Botswana’s central bank says planned electricity tariff adjustments and public transport fare increases are expected to add upward pressure on inflation in 2026, even as the economy emerges from a year of contraction and subdued price growth.
In its 2026 Monetary Policy Statement, the Bank of Botswana said inflation is projected to remain within the medium-term objective range of 3–6%, but risks are tilted to the upside, partly due to expected administered price increases, including electricity tariffs and public transport fares.
The warning comes after a year in which inflation averaged 2.7% in 2025, below the lower bound of the Bank’s target range for much of the year before returning within the band from September. The subdued outcome was supported by lower fuel prices and earlier reductions in water and electricity tariffs for low-consumption households, alongside weak domestic demand amid recessionary conditions.
The economy is estimated to have contracted by 0.4% in 2025, an improvement from the 2.8% decline recorded in 2024, but still reflective of ongoing weakness in the diamond sector and modest growth in non-mining activities.
Monetary policy remained broadly accommodative for most of 2025. The Bank held the Monetary Policy Rate (MoPR) at 1.95% through the first four Monetary Policy Committee meetings of the year, before raising it by 160 basis points to 3.5% in October. The central bank described the move as a recalibration rather than a tightening, aimed at improving liquidity management, strengthening policy transmission and supporting foreign exchange reserves. Commercial banks were directed not to raise their prime lending rates further.
Liquidity conditions were strained during the year as weaker diamond revenues reduced fiscal injections into the banking system. Average prime lending rates rose from 6.01% in December 2024 to 7.19% in December 2025, while annual commercial bank credit growth slowed to 3.3% from 6.5% a year earlier.
Externally, foreign exchange reserves declined to an estimated P47.4 billion in December 2025, equivalent to six months of import cover, down significantly from levels seen a decade earlier.
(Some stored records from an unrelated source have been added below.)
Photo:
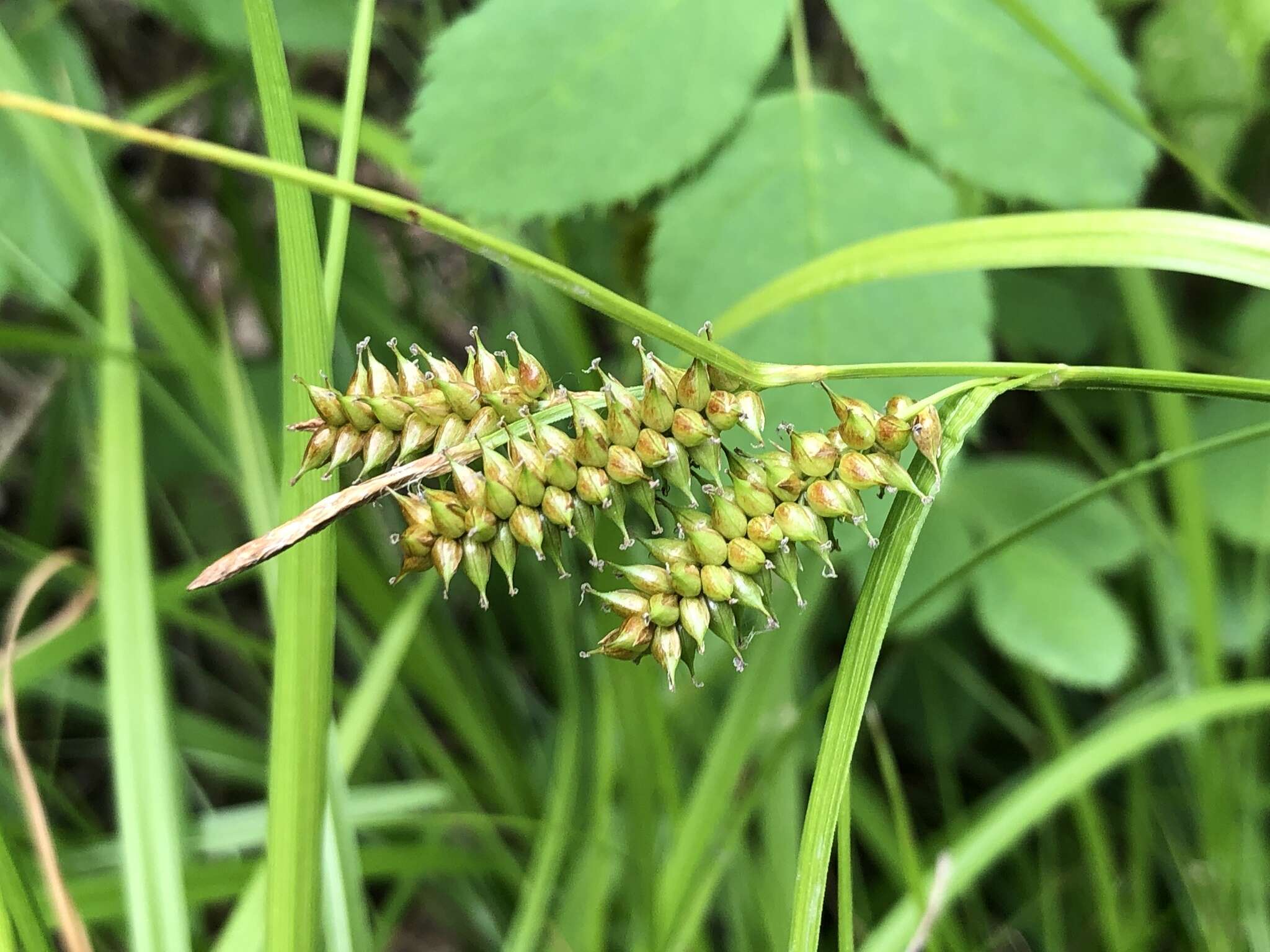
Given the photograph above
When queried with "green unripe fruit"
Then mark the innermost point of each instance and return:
(694, 387)
(668, 550)
(708, 546)
(624, 465)
(649, 579)
(765, 534)
(664, 610)
(717, 583)
(477, 564)
(593, 487)
(691, 428)
(446, 557)
(695, 620)
(746, 557)
(893, 434)
(685, 579)
(727, 518)
(858, 471)
(526, 527)
(558, 507)
(652, 448)
(723, 410)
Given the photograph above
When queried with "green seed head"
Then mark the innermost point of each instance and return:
(528, 488)
(695, 620)
(895, 477)
(664, 609)
(446, 557)
(929, 437)
(357, 412)
(327, 404)
(593, 487)
(411, 380)
(708, 546)
(487, 372)
(717, 582)
(677, 470)
(694, 387)
(893, 434)
(727, 517)
(723, 622)
(504, 549)
(451, 433)
(621, 421)
(690, 427)
(859, 471)
(431, 405)
(723, 410)
(685, 579)
(383, 381)
(482, 523)
(558, 508)
(649, 579)
(417, 437)
(765, 534)
(626, 603)
(667, 651)
(316, 452)
(652, 448)
(668, 550)
(530, 374)
(748, 592)
(624, 465)
(469, 484)
(813, 454)
(526, 526)
(746, 557)
(477, 563)
(753, 416)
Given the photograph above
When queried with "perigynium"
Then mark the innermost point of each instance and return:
(649, 450)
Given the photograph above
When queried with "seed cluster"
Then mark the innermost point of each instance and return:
(644, 450)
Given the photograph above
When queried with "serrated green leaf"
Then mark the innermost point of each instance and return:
(993, 495)
(545, 108)
(1054, 314)
(308, 25)
(1043, 610)
(1201, 66)
(31, 213)
(970, 87)
(781, 193)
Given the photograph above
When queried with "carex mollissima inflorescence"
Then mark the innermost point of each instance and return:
(652, 448)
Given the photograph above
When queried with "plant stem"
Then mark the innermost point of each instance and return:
(1183, 242)
(855, 674)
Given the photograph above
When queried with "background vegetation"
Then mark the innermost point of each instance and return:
(484, 787)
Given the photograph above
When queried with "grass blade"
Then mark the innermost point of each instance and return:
(1025, 806)
(855, 674)
(304, 635)
(1140, 238)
Exchange rate parameters were adjusted in July 2025, including an increase in the annual rate of crawl to 2.76% and wider trading margins, contributing to a 1.1% depreciation in the real effective exchange rate.
On the fiscal front, the 2025/26 budget deficit was revised upward to P25.5 billion, or 9.3% of GDP, amid lower mineral revenues. Total government debt, including guarantees, stood at an estimated P90 billion (33% of GDP) as of December 2025 and is projected to rise further.
Despite the challenging environment, the financial system remains sound, with non-performing loans at 3.3% in December 2025 and capital ratios above prudential thresholds.
For 2026, however, the central bank cautions that while inflation is expected to remain within target, upward adjustments to electricity tariffs, public transport fares and other administered prices could test price stability, particularly in a context of fragile growth and elevated unemployment.